GOAL! Propaganda film for the US

(soccer drama)
GSC and TGV circuits
Time: 121 mins
Rating: * * ½

THE best part of this movie is the opening scene where we see some deft footwork by a young Mexican kid. After that, this rags-to-riches story of footballer Santiago Munez becomes a cliche-ridden effort which has little to excite diehard football fans.

Yes, we have cameo appearances by soccer legends, David Beckham, Zinadine Zidane and Raul and Alan Shearer but these are merely walk-on roles. Blink and you may miss them. Goal! is planned as the first of a trilogy on Munez’s career. It is partly funded by FIFA in a bid to promote the sport in the US.

Kuno Becker (right)

Part Two will see Munez being transferred to Real Madrid and the final segment will have him starring in the World Cup (where the BIG question is whether he plays for Mexico, his country of birth, or for the US, where he grew up in). We can only hope that the next instalments will score points more than this one...

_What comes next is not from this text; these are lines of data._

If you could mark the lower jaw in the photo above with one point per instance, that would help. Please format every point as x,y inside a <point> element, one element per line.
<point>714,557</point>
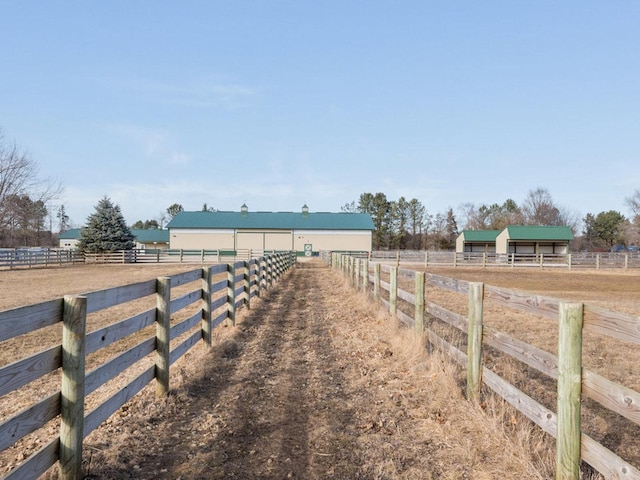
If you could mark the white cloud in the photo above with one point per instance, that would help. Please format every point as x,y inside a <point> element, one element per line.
<point>190,93</point>
<point>156,145</point>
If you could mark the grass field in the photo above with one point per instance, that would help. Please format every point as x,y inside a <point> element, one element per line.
<point>617,291</point>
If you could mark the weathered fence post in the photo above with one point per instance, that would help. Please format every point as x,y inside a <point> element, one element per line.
<point>474,341</point>
<point>355,280</point>
<point>393,291</point>
<point>258,276</point>
<point>365,275</point>
<point>569,390</point>
<point>206,305</point>
<point>163,323</point>
<point>246,280</point>
<point>72,389</point>
<point>231,295</point>
<point>267,271</point>
<point>419,312</point>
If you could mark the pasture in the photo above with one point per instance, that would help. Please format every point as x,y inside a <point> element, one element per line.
<point>337,371</point>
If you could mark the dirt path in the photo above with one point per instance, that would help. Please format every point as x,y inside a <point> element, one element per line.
<point>312,384</point>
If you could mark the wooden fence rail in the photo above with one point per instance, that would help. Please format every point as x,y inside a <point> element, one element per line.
<point>573,446</point>
<point>44,257</point>
<point>576,260</point>
<point>245,279</point>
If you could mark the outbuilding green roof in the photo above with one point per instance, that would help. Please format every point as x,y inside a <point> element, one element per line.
<point>71,234</point>
<point>480,235</point>
<point>272,221</point>
<point>149,235</point>
<point>531,232</point>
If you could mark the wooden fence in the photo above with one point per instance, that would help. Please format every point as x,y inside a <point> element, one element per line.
<point>571,379</point>
<point>37,257</point>
<point>43,257</point>
<point>593,260</point>
<point>219,291</point>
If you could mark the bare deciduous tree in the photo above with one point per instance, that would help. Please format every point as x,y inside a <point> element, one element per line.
<point>21,185</point>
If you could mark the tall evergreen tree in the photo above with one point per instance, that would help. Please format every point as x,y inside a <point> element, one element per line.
<point>106,230</point>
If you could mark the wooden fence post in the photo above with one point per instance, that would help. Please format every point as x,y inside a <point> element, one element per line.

As a boy, Santiago is passionate about football. Like most fans, he has posters and football stuff in his room in a shanty in Mexico. He even risks getting caught by the border guards when he retrieves his precious football while his family steal across to California.

In the US, Munez (Kuno Becker) helps out in his father’s pool-cleaning business and has little time for football. However, he is spotted by a talent scout (Stephen Dillane as Glen Foy) who offers to help him get a try-out for Newcastle United in England.

From here, the fairy tale mode kicks in. Papa (Tony Plana) objects to his fanciful thoughts of becoming a football star, but good ole grandma helps out. In Newcastle, Munez faces a series of ups and downs before he gets to play on the reserve team. The ups includes meeting a pretty nurse named Roz (Anna Friel) whom he manages to date, and getting on the good side of German coach Erik Dornhelm (Marcel Iures).

The ‘downs’ are his asthma problem and a lack of sparkle in his performance. To tug at our heartstrings, there is a subplot about his estrange relationship with his father which gives the story its emotional anchor.

Undoubtedly, lead star Becker gives a good account of himself although most of the action on the field are played by a double. Lending strong support is Alessandro Nivola (as superstar footie Gavin Harris) whose ‘sexploits’ reminds us of George Best’s.

Danny Cannon’s textbook-style directing offers nothing impressive. Also, the pub sequences, where American drinkers gather to watch soccer matches, look rather ‘alien’ and phoney.
As a kick-off to the trilogy, we had expected more nifty football action. And at least a few exciting goals.